My husband loves it when I try to dodge these questions. He always points out to people how "crazy" I am. Not for wanting to DO Ironman but for wanting to RACE Ironman. He tells them how I ran through five stress fractures trying make the U.S. Olympic Marathon trials. His favorite injury story to tell (incredulously) is how "she read" it would be too painful to run with a stress fracture -- and because "she could" still run 20 milers, "she just assumed" it wasn't a stress fracture. He calls it obsessive compulsive disorder. I call it determination.
So, then, where DOES it end? Is this a rhetorical question? Have I gone way over the limits of normal goal-oriented behavior? Maybe the question(s) should be this: how does one know when determination progresses to an obsession/compulsion? and if it does, how do you undo it before it results in permanent damage (or, in my case, injury from overtraining)?

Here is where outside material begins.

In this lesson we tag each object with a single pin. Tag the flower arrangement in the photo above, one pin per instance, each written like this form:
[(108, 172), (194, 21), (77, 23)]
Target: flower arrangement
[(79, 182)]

I've given this almost a week's worth of thought and my conclusion is that I haven't figured it out yet. I used to think it would "end" when I had the perfect race. Maybe that's MY way of not answering the question. Maybe races like Ironman exist as the direct result of people thinking and behaving the same way I do. Maybe the reason I do it, and will continue to do it, is because it's the only way I have ever been able to distinguish myself as an individual. Ironman is "what I do" because I'm useless at everything else. In that case, it may "end" when I find something that I'm good at. Or with the next disaster.